Tutorial 18: I2S Receiver, part 4

AXI4 Streaming

In this final part of tutorial 18, we’re going to add an AXI4 streaming interface to the I2S receiver. This interface will allow the receiver to play with the Vivado IP tool flow.

AXI4 Streaming Overview

The ARM AXI4 standard has two types of interfaces. First, there’s the memory mapped AXI4 and AXI4-Lite interfaces, of which we have seen the AXI4-Lite before. These interfaces implement a microprocessor bus interface. Transactions are reads and writes of data to memory addresses.

Streaming interfaces like the AXI4 Streaming interface are different. They don’t have a concept of addresses, and data transfers can only occur in one direction. They’re meant to handle a stream of information– sort of like a network packet, or audio data like that produced by our I2S receiver. A streaming interface can either be a master or a slave. Master interfaces generate data that are sent to slaves. So, our I2S receiver is a I2S slave interface– it receives data from an I2S master, so therefore it is an AXI4 Streaming master interface. In tutorial 19 we will design a I2S transmitter interface which is an I2S master and will have an AXI4 slave interface. We will be able to extend our audio loopback design once we have these two IP blocks.

Signals

An AXI4 Streaming interface uses the signals shown in the following table:

Signal Source Description
ACLK Clock source The clock signal for the interface used by both the slave and master. All signals are sampled and generated from the rising edge of this clock.
ARESETn Reset source Active low reset for the interface.
TVALID Master Indicates that the master is driving a valid transfer.
TREADY Slave Indicates the slave is ready to receive the transfer.
TDATA Master The data being transferred.
TLAST Master Indicates that this transfer is the last transfer in the packet.
TSTRB Master (optional) One bit in this bus for each byte in TDATA indicates whether the data byte is valid.
TKEEP Master (optional) Indicates bits which should be kept as part of the data stream.
TID Master (optional) The data stream identifier.
TDEST Master (optional) Routing information for the data stream.
TUSER Master (optional) User defined sideband information.

Handshake

Information flows from the master to the slave. They both receive the bus clock and reset signals from other sources. The slave generates only a TREADY signal to indicate that it is ready to receive data, and the master generates all other signals. A transfer occurs whenever TREADY and TVALID are both high on the rising edge of ACLK.

A master is not permitted to wait for TREADY to be asserted before asserting TVALID. However, a slave is permitted to wait for TVALID to be asserted before asserting TREADY. In addition, a slave may assert and de-assert TREADY without receiving an intermediate TVALID.

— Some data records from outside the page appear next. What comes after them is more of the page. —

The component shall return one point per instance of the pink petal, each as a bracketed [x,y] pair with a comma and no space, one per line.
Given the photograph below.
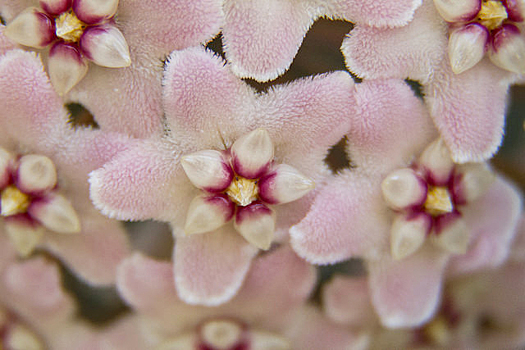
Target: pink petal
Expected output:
[142,183]
[273,27]
[348,218]
[411,51]
[469,110]
[373,12]
[210,268]
[493,221]
[405,293]
[202,96]
[95,252]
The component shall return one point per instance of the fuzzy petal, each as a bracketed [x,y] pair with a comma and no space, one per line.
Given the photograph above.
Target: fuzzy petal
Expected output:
[492,221]
[210,268]
[405,293]
[272,27]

TVALID before TREADY handshake

TVALID before TREADY handshake

In the timing diagram to the right, the master presents the transfer information and TVALID. TVALID must remain active until the slave drive’s TREADY. The transfer occurs when both TVALID and TREADY are asserted at the rising edge of ACLK. This is shown with the arrow in the timing diagram.

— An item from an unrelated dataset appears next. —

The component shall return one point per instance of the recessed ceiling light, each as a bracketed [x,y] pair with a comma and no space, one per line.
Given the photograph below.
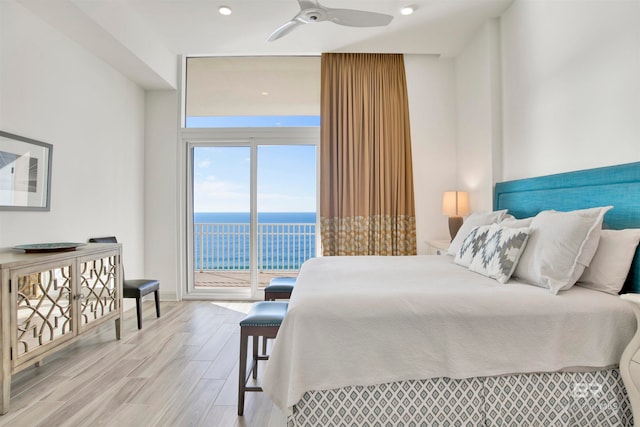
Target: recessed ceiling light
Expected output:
[407,10]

TREADY before TVALID handshake

TREADY before TVALID handshake

In the case shown to the right, the slave presents TREADY and then subsequently the master asserts TVALID. The transfer occurs when both signals are asserted and ACLK rises. This is again shown with the arrow.

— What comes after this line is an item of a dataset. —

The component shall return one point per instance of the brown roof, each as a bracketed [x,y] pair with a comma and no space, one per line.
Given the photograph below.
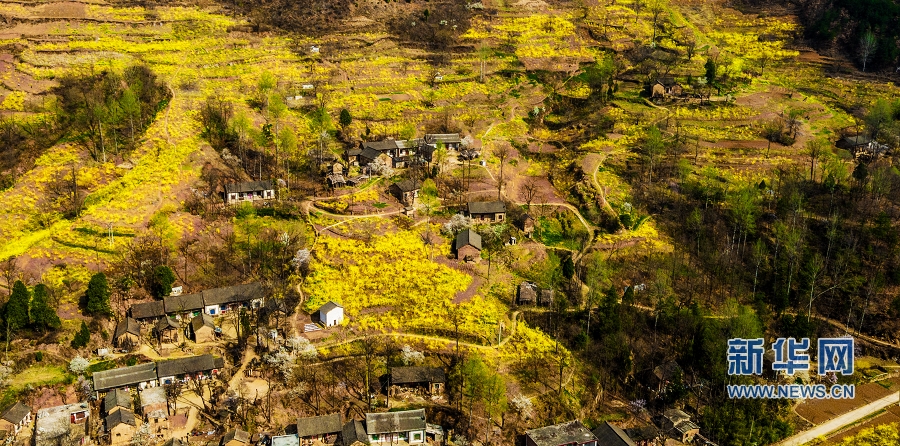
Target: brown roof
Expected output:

TVALID with TREADY handshake

TVALID with TREADY handshake

In the timing diagram to the right, the master asserts TVALID in the same cycle that the slave asserts TREADY. The transfer occurs that cycle as indicated by the arrow.

Signalling

I2S audio packet transfer

I2S audio packet transfer

In our case, we only need to send the 32 bits of audio data on TDATA and indicate the end of the packet with TLAST. On the first transfer cycle, we’ll send the left channel data with TLAST low, and then on the second transfer we will send the right channel data with TLAST high. Our application will not need any of the optional AXI4 Streaming signals.

Naming

In Vivado, we’re going to want to use a naming convention which allows the IP Packager tool to recognize the signals in the AXI4 Streaming interface. To do this, we’ll prefix all of our port names in the interface with M_AXIS_. Here is a list of the signal names we need to use:

Signal Direction Description
M_AXIS_ACLK Input This is the clock signal for the module. It is driven in to both the master and the slave.
M_AXIS_ARESETN Input When this signal is low you should reset the M_AXIS_TVALID signal so that you don't indicate you have valid data to drive.
M_AXIS_TVALID Output Indicates that you have valid data to transfer to the slave.
M_AXIS_TREADY Input Indicates the slave is ready to receive your transfer.
M_AXIS_TDATA Output The data being transferred.
M_AXIS_TLAST Output Indicates that this transfer is the last transfer in the packet. There are two transfers per packet. The first is the left data and the last is the right data.

Logic

You will need to add logic to generate M_AXIS_TVALID. This will need to get set when data is available to transfer to the AXI4 Streaming interface. It will need to clear when the data is read by the AXI4 slave, as indicated by M_AXIS_TREADY. Also, you will need to reset this to zero when M_AXIS_ARESETN is low.

You’re going to need to provide some type of selection logic which drives the left or right channel data onto the M_AXIS_TDATA output, depending on which channel we are sending.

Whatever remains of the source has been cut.